Speed and Security for Military Data Storage

Military & Aerospace Electronics Magazine Article Link
Demands on rugged data storage for aerospace and defense applications never have been higher, driven by the proliferation of sensors, tactical cloud computing, high-speed networking, and the need for real-time actionable intelligence.
In response, the embedded-computing and data-storage industries are responding with a wide variety of open-systems architectures, trusted computing and cyber security for data at rest and for data in motion, every-increasing capacities and speeds of data storage, power and thermal management, packaging for low size, weight, power consumption, and cost (SWaP), and cutting-edge data storage interfaces to optimize today’s military embedded computing systems.
…
Stuffing higher storage capacities into the same- or smaller-sized devices is a primary market driver, says Aneesh Kothari, vice president of marketing at rugged computing expert Systel Inc. in Sugar Land, Texas.

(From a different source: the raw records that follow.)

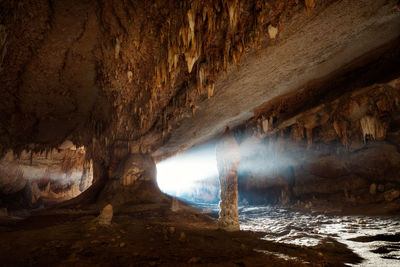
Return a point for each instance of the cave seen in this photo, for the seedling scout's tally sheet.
(280, 118)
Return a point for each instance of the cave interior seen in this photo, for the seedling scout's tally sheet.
(200, 132)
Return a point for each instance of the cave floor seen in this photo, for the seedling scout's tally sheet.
(152, 235)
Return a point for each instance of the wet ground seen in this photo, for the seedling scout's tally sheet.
(376, 239)
(154, 234)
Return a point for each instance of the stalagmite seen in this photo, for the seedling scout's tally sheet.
(228, 158)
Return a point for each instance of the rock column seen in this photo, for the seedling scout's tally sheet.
(228, 158)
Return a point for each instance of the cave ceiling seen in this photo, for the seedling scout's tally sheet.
(163, 76)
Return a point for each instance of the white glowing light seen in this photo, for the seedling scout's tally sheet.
(178, 175)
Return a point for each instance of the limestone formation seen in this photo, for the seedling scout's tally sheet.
(106, 215)
(228, 158)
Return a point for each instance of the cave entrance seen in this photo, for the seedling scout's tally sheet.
(191, 176)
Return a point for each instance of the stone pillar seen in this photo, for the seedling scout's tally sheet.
(228, 158)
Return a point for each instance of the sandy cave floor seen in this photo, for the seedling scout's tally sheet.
(151, 235)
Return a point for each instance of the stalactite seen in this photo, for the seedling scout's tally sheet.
(210, 90)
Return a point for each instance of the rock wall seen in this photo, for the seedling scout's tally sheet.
(34, 179)
(341, 155)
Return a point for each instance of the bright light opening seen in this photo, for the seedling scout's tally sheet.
(191, 175)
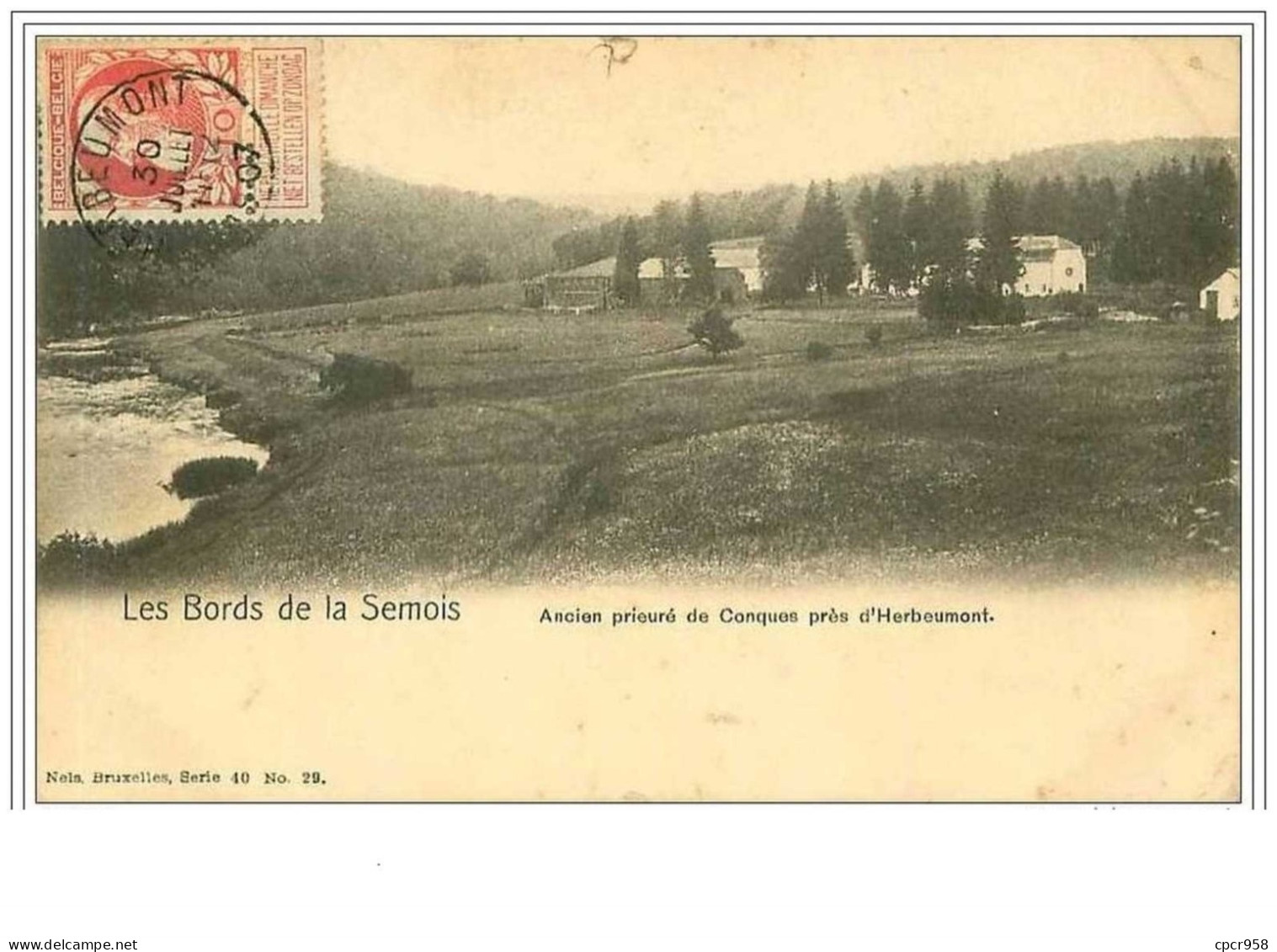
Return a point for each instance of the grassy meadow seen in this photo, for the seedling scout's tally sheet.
(539, 445)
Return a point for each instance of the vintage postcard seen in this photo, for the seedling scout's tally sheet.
(783, 419)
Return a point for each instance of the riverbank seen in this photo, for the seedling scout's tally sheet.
(538, 447)
(110, 434)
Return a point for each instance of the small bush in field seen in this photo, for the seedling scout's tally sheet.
(819, 350)
(355, 380)
(210, 476)
(713, 331)
(71, 556)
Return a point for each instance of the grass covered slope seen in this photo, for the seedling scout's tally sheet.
(539, 445)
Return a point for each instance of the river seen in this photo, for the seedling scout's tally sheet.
(106, 448)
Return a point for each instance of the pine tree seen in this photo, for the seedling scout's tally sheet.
(891, 252)
(696, 253)
(917, 230)
(999, 262)
(950, 226)
(629, 257)
(834, 261)
(667, 237)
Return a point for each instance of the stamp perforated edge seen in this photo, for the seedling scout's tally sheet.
(316, 134)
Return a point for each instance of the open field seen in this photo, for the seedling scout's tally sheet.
(538, 445)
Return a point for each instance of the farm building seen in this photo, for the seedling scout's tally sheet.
(729, 282)
(1221, 299)
(743, 255)
(588, 287)
(1052, 264)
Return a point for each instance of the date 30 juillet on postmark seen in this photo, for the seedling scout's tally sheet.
(156, 131)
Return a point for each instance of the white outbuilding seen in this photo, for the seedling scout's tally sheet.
(1221, 299)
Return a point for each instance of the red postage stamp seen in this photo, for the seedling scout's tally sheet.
(180, 130)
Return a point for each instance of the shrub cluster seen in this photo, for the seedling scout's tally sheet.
(355, 380)
(960, 304)
(210, 476)
(74, 558)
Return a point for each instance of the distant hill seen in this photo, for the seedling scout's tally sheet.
(378, 237)
(1094, 160)
(740, 213)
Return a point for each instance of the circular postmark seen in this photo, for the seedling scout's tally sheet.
(160, 145)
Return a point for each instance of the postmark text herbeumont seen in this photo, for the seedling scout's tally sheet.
(209, 130)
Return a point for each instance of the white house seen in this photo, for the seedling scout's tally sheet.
(745, 255)
(1222, 298)
(1052, 266)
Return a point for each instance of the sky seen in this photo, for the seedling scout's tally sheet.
(547, 118)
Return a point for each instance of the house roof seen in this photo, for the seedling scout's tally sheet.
(1044, 242)
(755, 242)
(602, 269)
(740, 257)
(652, 269)
(1235, 274)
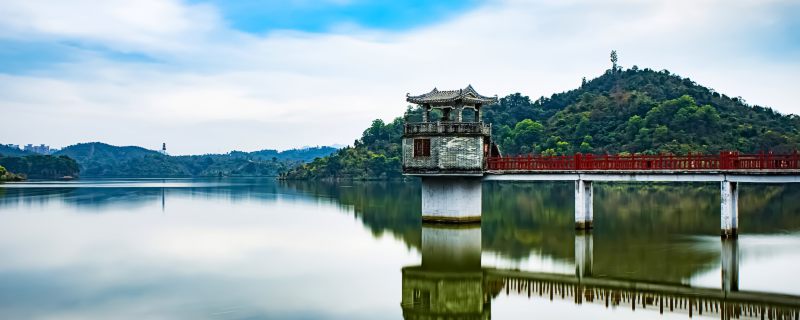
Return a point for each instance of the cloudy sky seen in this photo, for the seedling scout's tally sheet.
(213, 76)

“From where we sit, the drivers are higher capacities in the same form factors and higher speeds so you can move from typical SATA drives to PCI Express and NVMe,” Kothari says. “Designers can use that enhanced speed to move from Gigabit Ethernet to 25-to-40-Gigabit Ethernet.”

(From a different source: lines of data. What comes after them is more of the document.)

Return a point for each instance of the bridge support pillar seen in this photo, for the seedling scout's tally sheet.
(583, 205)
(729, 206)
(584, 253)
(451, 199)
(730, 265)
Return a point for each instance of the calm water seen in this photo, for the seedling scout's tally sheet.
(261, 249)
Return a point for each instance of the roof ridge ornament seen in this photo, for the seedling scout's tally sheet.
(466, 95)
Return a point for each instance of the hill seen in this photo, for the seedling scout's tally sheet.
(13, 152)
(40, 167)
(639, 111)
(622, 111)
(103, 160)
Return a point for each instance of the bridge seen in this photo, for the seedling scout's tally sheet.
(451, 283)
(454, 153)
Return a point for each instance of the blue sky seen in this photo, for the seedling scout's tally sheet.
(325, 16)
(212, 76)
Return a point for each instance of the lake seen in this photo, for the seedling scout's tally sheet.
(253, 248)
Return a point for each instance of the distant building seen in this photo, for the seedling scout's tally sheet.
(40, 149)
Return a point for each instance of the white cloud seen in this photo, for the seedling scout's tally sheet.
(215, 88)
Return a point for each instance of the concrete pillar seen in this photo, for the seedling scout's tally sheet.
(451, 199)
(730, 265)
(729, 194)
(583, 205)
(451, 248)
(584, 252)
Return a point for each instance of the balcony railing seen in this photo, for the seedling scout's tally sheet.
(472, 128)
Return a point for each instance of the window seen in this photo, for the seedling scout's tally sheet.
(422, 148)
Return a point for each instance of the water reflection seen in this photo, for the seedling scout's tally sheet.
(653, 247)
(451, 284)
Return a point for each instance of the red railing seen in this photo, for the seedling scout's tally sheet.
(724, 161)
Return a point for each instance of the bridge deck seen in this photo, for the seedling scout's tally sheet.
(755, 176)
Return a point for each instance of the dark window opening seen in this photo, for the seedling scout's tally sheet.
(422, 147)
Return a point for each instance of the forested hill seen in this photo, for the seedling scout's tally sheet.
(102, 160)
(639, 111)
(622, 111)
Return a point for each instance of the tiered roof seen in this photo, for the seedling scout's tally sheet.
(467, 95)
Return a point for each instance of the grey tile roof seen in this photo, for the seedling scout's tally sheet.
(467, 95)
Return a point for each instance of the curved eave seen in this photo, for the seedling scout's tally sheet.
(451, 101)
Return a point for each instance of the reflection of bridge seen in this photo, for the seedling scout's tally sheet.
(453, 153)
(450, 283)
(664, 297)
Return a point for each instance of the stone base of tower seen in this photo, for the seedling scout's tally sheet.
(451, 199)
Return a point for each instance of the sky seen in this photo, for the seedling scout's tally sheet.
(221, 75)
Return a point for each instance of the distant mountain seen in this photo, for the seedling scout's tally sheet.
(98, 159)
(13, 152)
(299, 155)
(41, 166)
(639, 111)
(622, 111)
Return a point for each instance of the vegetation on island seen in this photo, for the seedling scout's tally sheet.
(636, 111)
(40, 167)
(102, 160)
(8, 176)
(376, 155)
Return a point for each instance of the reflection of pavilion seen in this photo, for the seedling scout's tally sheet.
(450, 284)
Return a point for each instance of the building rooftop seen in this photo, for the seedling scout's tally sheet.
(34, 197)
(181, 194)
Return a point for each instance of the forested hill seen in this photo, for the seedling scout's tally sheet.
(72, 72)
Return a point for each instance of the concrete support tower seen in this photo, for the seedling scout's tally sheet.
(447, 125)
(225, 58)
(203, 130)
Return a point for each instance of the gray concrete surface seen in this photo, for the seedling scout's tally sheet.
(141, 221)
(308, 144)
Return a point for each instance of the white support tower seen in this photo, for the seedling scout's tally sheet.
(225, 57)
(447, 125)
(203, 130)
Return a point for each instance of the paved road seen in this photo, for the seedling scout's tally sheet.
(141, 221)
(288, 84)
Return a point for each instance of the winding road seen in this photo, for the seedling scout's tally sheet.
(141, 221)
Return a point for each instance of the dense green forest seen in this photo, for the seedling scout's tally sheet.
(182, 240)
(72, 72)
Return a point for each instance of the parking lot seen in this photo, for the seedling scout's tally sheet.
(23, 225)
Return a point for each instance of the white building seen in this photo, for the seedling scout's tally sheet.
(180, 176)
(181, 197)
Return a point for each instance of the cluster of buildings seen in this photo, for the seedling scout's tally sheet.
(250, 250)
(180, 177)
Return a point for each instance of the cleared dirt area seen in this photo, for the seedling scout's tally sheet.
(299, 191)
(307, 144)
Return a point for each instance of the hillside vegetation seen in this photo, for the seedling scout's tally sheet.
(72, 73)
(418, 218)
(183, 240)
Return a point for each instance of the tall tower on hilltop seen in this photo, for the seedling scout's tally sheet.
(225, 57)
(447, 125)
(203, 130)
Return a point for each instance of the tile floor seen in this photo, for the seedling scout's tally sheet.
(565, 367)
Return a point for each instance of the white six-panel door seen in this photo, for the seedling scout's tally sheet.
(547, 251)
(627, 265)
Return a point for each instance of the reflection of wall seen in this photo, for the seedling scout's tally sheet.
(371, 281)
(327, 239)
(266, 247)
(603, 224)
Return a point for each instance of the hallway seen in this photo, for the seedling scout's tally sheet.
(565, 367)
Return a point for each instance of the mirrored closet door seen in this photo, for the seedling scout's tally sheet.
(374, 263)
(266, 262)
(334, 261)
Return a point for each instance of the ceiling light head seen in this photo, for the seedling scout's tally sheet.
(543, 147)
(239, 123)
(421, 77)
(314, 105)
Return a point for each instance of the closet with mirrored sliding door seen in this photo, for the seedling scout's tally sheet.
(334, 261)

Driving these higher data-storage speeds revolve around drastically increasing numbers of sensors that aerospace and defense designers envision. “What’s driving this is the idea that all these platforms are being so sensored, and you can collect massive amounts of data every second,” Kothari says. You can ingest that data at close to real-time speeds; you have so much data coming in to capture and store, and use hot-swap drives to keep up. More speed and higher capacities may require fewer hot swaps during a mission.”
…
Future availability of thermally and power- efficient NVMe data storage systems couldn’t come quickly enough for some designers. “The tradeoff is in your thermals,” says Systel’s Kothari. “The faster you go, and the more capacity you have, the hotter the system runs. You can have the fastest, fattest drives possible, but if it overheats, it really doesn’t do you any good. If that heat is not accounted for, the heat can become a single point of failure.”
…
Systel’s Kothari says he agrees that some level of security is essential in today’s aerospace and defense data storage. “We need to be able to store that data securely, whether it is for off-platform missions or during the mission for exploitation,” he says. “That includes if you are swapping drives out, taking that data and sending it downstream somewhere, taking the data back to your base. We need to take that data off the platform securely and take it to a place where you can do something with it. You have to ensure the data is not corrupted and is secure.”